Updated Invalid Date·

system-design distributed-systems networking debugging architecture

A single user action triggers a chain of hops. Most engineers know each hop in isolation. Knowing the full chain is what lets you debug production incidents, explain latency, and design for failure.

The Full Path

User
 └─ DNS resolution
 └─ TLS handshake
 └─ CDN / Edge cache
 └─ Load balancer
 └─ API Gateway (auth, rate limiting, routing)
 └─ Application service
       ├─ Cache (Redis / Memcached)
       ├─ Message queue → Worker → Database
       └─ Primary database (read replica or primary)
 └─ Response serialisation
User

Latency at Each Layer

Layer	Typical latency	Notes
DNS (cold)	10–50 ms	Cached: ~0 ms. TTL matters.
TLS (new session)	30–100 ms	Resumed session: 1–10 ms
CDN hit	~5 ms	Miss adds 50–200 ms to origin
Load balancer	1–2 ms	Health checks run here
API Gateway	2–10 ms	WAF, auth, rate limit add overhead
Redis cache hit	0.1–1 ms	Miss means DB round trip
DB query (good)	1–10 ms	Index hit, warm page cache
DB query (bad)	100 ms – 10 s	Missing index, lock wait, full scan
Message queue → worker	10 ms – minutes	Depends on consumer lag

Latency compounds. A p99 of 200 ms at the service layer may arrive at the user as 600 ms once DNS, TLS, CDN miss, and a slow query are added.

Failure Modes at Each Layer

DNS: NXDOMAIN (misconfigured record), propagation delay after DNS change, cache poisoning. Fix: low TTL during migrations, health-checked records.

TLS: Certificate expiry (set automated renewal), SNI mismatch, version negotiation failure.

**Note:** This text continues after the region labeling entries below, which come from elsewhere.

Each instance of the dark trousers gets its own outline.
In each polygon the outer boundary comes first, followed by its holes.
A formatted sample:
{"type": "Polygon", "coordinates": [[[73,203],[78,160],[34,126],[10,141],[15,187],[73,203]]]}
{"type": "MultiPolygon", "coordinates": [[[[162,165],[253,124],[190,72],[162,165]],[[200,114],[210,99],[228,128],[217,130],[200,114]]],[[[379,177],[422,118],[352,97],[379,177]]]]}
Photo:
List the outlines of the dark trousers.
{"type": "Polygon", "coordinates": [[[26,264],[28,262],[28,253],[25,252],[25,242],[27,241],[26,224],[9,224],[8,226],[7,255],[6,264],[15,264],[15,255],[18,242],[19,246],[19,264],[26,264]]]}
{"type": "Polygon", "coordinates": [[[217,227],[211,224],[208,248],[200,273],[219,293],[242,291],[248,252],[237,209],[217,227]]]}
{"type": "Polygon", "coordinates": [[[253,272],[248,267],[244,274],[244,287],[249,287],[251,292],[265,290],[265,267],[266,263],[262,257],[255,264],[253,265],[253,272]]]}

Fix: monitor cert expiry, pin minimum TLS version.

CDN: Stale cache after a deployment (purge strategy matters), origin timeout causing 504, incorrect Cache-Control headers caching private data. Fix: cache-bust on deploy, set Vary headers correctly.

Load balancer: All instances marked unhealthy (bad health check threshold), connection draining not configured (in-flight requests dropped during deploy). Fix: health check should test a dependency-free path, configure drain timeout.

API Gateway: 429 rate limit (caller not handling backoff), auth token expiry mid-session, routing misconfiguration after new service deploy.

Application service: Unhandled exception, memory exhaustion (OOM kill), CPU saturation under load, dependency timeout not propagated correctly (returns 200 with error body instead of 502).

Cache: Thundering herd on cold start (every request misses simultaneously), connection pool exhaustion, incorrect TTL causing stale data served as fresh.

Database: Lock contention on hot rows, connection pool exhaustion (service restarts faster than pool drains), disk full halting writes, replication lag causing stale reads on replica.

Where Retries Apply

Retries are safe only when operations are idempotent. Retrying a non-idempotent write creates duplicate records.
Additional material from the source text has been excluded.